Greek Parties Still Negotiating Coalition, Wall Street Still Girding for European Crisis: Roundup

Whither Europe: Greece’s leading pro-bailout party—conservative New Democracy, which won Sunday’s elections, and socialist Pasok—are still negotiating to form a coalition to govern the teetering nation. Assuming a deal gets done, the first task will be to convince Europe to rewrite the Greek rescue agreement to provide more time—and financing—to meet austerity goals.

European leaders promised a more integrated banking system at the G-20 meeting in Mexico City yesterday, listing common banking oversight and depositor guarantees among future steps to be considered.

Asset managers like Legg Mason are preparing for worst case news out of Europe.

Greek savers aren’t the only ones stuffing banknotes under their mattresses; Reuters reports that institutional investors are increasingly holding cash.

(“If you wrapped up all the $100 bills in circulation, it would form a cube about 74 feet per side…”)

Spain paid 2 percentage points more to borrow on 12-month bonds yesterday than it did one month ago.

If all that paints too rosy a picture, talk to Mark J. Grant.

For a little optimist, CNBC brings you Mark Mobius.

Jon Stewart interviews the drachma.

Your tab… Goldman Sachs advanced Rajat Gupta nearly $30 million to cover legal expenses, according to The New York Timessalt in the wounds after a) the former McKinsey & Co. chief executive and Goldman director passed Goldman secrets to hedge fund manager Raj Rajaratnam, according to the jury and b) Mr.
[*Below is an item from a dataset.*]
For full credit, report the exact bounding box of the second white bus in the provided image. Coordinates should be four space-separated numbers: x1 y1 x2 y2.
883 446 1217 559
Gupta’s defense team took an adversarial approach to the parade of Goldman execs appearing at the witness stand (one attorney for Mr. Gupta called Goldman CEO Lloyd Blankfein “cold and callous,” according to The Times). Anyway, Goldman has been picking up the tab because firm bylaws require the bank to pay the legal fees of executives and board directors; Mr. Gupta signed a pretrial agreement stipulating that he would pay his own legal bills if convicted.

Hide the whale: Bruno Iksil, the JPMorgan trader known as the London Whale, sometimes resisted sharing the details of his trading positions with superiors,The Wall Street Journalreports: “Mr. Iksil once confided to the colleague that when he wanted to avoid questions from supervisors about his trades, he sometimes would start discussing a mathematical term, equation or other technical jargon, to confuse and end the conversation.”

Jamie Dimon is scheduled to testify before the “harsher and crazier” House of Representatives today.

BofA to divest? Swiss private bank Julius Baer is in talks to acquire Bank of America’s non-U.S. wealth management unit, which manages about $90 billion, and which Reuters says could be worth about $2 billion.

Short-term fix: Nine months and $15 million later, Michael Francis is out as president of J.C. Penney.